Physical interpretation for system of ODE

[Bruno Tolentino]

If an ODE of 2nd order like this A y''(x) + B y'(x) + C y(x) = 0 has how physical/electrical interpretation a RLC circuit, so, how is the electrical interpretation of a system of ODE of 1nd and 2nd order?
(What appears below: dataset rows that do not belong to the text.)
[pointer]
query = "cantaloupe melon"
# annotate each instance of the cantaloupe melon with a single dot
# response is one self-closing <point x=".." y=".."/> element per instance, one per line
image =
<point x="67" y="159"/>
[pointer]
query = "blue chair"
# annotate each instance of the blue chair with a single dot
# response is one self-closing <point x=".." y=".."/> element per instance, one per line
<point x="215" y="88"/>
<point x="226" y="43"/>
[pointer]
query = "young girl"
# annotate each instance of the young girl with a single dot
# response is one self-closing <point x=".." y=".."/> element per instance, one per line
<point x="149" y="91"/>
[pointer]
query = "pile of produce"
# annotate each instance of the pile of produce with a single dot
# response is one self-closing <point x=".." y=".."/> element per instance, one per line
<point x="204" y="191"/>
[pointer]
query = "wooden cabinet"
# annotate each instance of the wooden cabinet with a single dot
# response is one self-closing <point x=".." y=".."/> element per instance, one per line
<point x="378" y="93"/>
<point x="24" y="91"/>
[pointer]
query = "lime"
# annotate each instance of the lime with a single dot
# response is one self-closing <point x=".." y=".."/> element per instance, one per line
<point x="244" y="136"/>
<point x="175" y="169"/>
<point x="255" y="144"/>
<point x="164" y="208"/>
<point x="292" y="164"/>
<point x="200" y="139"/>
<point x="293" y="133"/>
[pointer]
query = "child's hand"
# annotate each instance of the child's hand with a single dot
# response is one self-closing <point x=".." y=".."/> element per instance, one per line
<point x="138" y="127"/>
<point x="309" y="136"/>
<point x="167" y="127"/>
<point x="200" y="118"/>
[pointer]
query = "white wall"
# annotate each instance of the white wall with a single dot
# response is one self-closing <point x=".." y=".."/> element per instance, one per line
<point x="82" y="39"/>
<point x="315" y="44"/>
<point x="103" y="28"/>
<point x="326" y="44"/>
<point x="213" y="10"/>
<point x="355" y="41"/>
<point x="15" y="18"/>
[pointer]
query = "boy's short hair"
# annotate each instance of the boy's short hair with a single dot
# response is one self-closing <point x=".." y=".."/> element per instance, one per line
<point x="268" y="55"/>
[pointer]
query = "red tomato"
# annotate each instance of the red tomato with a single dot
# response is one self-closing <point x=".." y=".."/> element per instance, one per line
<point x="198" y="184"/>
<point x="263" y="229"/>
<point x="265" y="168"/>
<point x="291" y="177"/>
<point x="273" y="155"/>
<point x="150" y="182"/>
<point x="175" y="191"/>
$$\begin{bmatrix} \frac{d x}{dt}\\ \frac{d y}{dt} \end{bmatrix} = \begin{bmatrix} \alpha_{11} & \alpha_{12} \\ \alpha_{21} & \alpha_{22} \end{bmatrix} \begin{bmatrix} x\\ y \end{bmatrix}$$
$$\begin{bmatrix} A_{11} & A_{12} \\ A_{21} & A_{22} \end{bmatrix} \begin{bmatrix} \frac{d^2 x}{dt^2}\\ \frac{d^2 y}{dt^2} \end{bmatrix} + \begin{bmatrix} B_{11} & B_{12} \\ B_{21} & B_{22} \end{bmatrix} \begin{bmatrix} \frac{d x}{dt}\\ \frac{d y}{dt} \end{bmatrix} + \begin{bmatrix} C_{11} & C_{12} \\ C_{21} & C_{22} \end{bmatrix} \begin{bmatrix} x\\ y \end{bmatrix} = \begin{bmatrix} 0\\ 0 \end{bmatrix}$$

 

[Simon Bridge]

Can you interpret systems of DEs in terms of mixing in tanks?

 

[HomogenousCow]

Could it be a system of two damped oscillators coupled to each other?